The words ”Collected Mind”’ (Samadhi) gives us the idea of a mind that is composed, calm, still, very alert, and pure, because one has let go of craving. This kind of mind observes HOW mind’s attention shifts from one thing to another.
     A ”Concentrated”’ mind, on the other hand, means that mind is stuck on one thing to the exclusion of anything else that may try to arise. So a ”Concentrated’” Mind by this definition loses full awareness and mindfulness (Sati) of what is happening in the present moment because it is only seeing the one thing it is pointing at.
This statement also refers to "access or neighborhood concentration" (Upacara Samadhi) and "moment-to-moment concentration" (Khanika Samadhi). Why? The simple answer is, there is no tranquilizing of mind and body before the meditator brings their attention back to the object of meditation.
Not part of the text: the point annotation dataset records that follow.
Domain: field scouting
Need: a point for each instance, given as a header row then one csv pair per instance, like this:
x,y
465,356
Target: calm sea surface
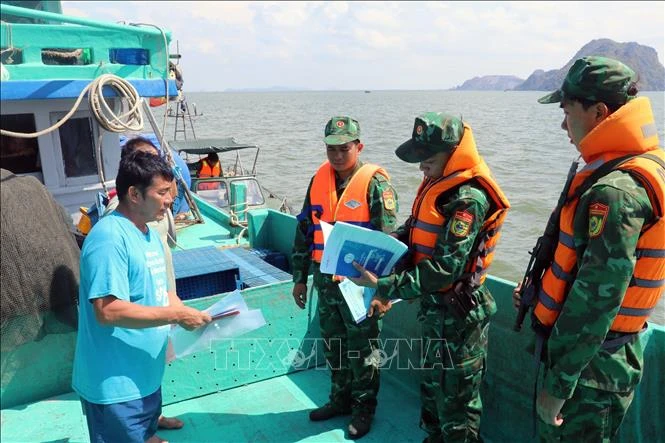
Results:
x,y
520,140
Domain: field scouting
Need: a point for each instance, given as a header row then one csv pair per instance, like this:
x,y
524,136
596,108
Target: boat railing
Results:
x,y
46,51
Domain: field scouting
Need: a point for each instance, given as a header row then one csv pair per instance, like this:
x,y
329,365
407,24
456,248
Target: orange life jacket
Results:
x,y
207,170
464,165
627,127
352,206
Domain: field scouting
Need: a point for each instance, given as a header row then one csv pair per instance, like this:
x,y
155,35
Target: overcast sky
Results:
x,y
378,45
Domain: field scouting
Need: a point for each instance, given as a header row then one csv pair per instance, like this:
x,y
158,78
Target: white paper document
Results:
x,y
375,251
231,318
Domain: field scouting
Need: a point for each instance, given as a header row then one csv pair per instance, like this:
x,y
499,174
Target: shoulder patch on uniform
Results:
x,y
352,204
461,224
389,199
597,217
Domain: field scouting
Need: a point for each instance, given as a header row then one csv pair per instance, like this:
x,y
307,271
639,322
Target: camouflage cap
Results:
x,y
433,132
340,130
595,78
     Because of this, there is no seeing of how the Four Noble Truths and Dependent Origination actually work and how craving (tightness and tension) is brought back to the meditation object.
This is why when the teachers of straight “Vipassana” tell their students that Absorption Concentration won’t ever lead to Nibbana, they are 100% correct. Any kind of practice, which divides “Samatha Meditation” and “Vipassana Meditation” into two different practices, can’t possibly lead one to Nibbana. Why? Because mind has the need to be calm, composed, and clear, while it is in a jhana, in order to see clearly the interconnectedness of the Four Noble Truths and Dependent Origination.
This is why the practice of straight vipassana has led to so much disappointment after so many years of hard work for some students.
     The Buddha taught us to practice “Samatha/Vipassana” together and this is the difference between commentary-based meditation practices and the Sutta approach to meditation. The results of these two practices are different. One-pointed Concentration’ or absorption concentration is not the same kind of mental development that the Buddha shows us.
The Buddha taught us to tranquilize our mind and body every time mind’s attention shifts from one thing to another.
The Collected Mind‘ is not so deeply one-pointed that the force of one’s Concentration’ causes mind to stay on one object of meditation, even if that attention Concentrates on something momentarily. The Collected Mind is able to observe how mind’s attention goes from one thing to another, very precisely. There is much more full awareness of both mind and body here than with a deeply Concentrated’ one-pointed mind or absorbed mind.
     This is why I choose to use the word Collected rather than Concentrated‘ mind. By using the word Collected there is less confusion about the kind of meditation that the Buddha is referring to and it is easier to understand the descriptions given in the suttas.These words are a good start for you to work with this approach to the meditation.